Markus keuchte, warnte mich, dass er gleich kommen würde. Ich zog meinen Kopf kurz zurück, blickte zu ihm auf. „Ja, gib mir alles.“ Lukas hielt mich fest, drückte mich wieder auf Markus’ Schwanz, und im nächsten Moment spürte ich, wie er sich in meinem Mund entlud, heiß und salzig. Gleichzeitig stieß Lukas härter zu, seine Hände gruben sich in meine Hüften, und ich spürte, wie er in mir kam, wie sein Schwanz in mir pulsierte. Mein eigener Orgasmus brach über mich herein wie eine Welle, mein ganzer Körper zitterte, meine Beine gaben fast nach. Ich keuchte, spuckte Markus’ Sperma aus, während Lukas sich langsam in mir bewegte, den letzten Rest seines Höhepunkts auskostete. Ich nahm Markus’ Schwanz noch einmal in den Mund, leckte ihn sanft sauber, während mein Atem sich langsam beruhigte.

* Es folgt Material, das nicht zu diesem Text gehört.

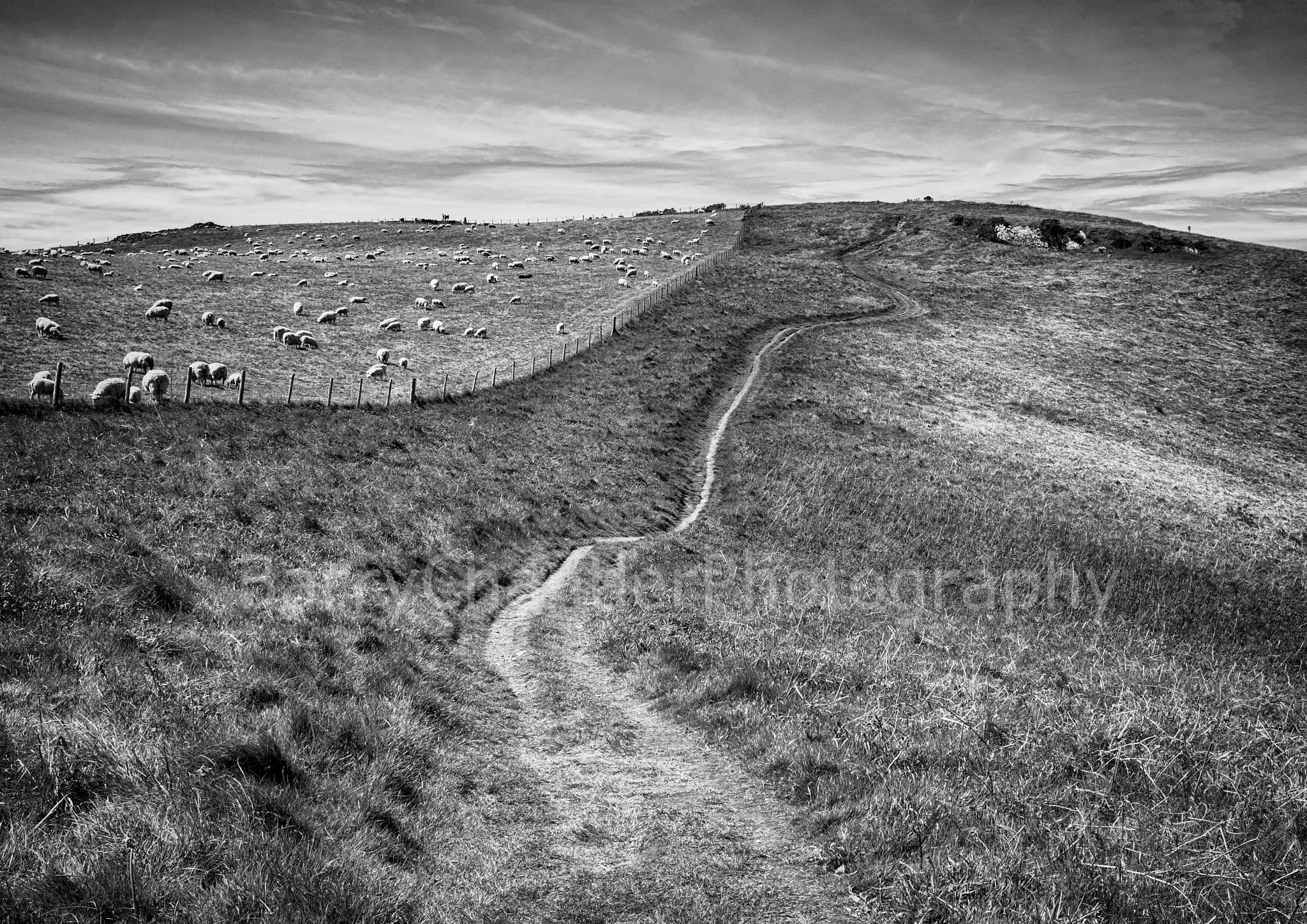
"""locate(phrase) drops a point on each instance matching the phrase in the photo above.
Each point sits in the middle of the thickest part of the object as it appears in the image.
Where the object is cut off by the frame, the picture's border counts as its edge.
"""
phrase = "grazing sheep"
(109, 391)
(140, 361)
(156, 384)
(42, 384)
(217, 373)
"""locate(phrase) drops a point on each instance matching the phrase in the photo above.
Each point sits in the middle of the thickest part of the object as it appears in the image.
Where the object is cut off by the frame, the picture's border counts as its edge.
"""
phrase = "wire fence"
(385, 391)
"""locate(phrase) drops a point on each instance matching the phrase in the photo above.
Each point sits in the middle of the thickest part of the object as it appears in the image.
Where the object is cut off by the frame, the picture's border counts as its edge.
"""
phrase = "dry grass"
(1036, 759)
(103, 318)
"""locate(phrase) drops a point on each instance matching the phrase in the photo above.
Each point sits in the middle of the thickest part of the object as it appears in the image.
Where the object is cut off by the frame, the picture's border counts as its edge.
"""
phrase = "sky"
(146, 114)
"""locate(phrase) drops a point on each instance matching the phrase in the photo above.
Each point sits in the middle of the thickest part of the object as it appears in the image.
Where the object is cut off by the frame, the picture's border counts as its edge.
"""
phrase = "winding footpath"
(633, 787)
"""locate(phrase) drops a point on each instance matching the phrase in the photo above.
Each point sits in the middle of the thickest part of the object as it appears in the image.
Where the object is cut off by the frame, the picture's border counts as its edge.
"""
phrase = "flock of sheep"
(154, 382)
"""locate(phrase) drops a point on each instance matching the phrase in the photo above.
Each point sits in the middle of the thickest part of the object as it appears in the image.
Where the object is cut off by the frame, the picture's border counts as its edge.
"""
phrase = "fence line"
(628, 314)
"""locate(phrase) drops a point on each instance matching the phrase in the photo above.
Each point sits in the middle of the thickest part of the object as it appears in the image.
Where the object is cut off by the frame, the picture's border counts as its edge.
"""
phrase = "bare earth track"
(646, 773)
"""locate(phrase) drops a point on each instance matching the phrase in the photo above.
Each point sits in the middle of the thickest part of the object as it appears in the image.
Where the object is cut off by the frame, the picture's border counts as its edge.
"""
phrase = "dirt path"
(633, 787)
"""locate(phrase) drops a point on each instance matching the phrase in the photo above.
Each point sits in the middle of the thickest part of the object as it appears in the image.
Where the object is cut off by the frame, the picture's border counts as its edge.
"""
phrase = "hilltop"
(243, 669)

Schließlich sank ich erschöpft auf die Couch, spürte die Nässe zwischen meinen Beinen, den salzigen Geschmack auf meinen Lippen. Mein Kopf war leer, mein Körper summte noch von der Intensität. Markus saß neben mir, immer noch außer Atem, und ich konnte sehen, dass er kaum glauben konnte, was gerade passiert war. Es war kein Märchen, keine romantische Liebesgeschichte – es war roh, chaotisch, und doch hatte es etwas, das mich berührte. Nicht sein Aussehen, nicht sein Körper, sondern dieser Moment, in dem ich ihm etwas gegeben hatte, das er seit Jahren nicht mehr gefühlt hatte. Und während ich da lag, die kühle Couch unter mir, wusste ich, dass dieser Abend einzigartig war, ein Ausbruch aus der Normalität, der uns allen etwas genommen und etwas gegeben hatte.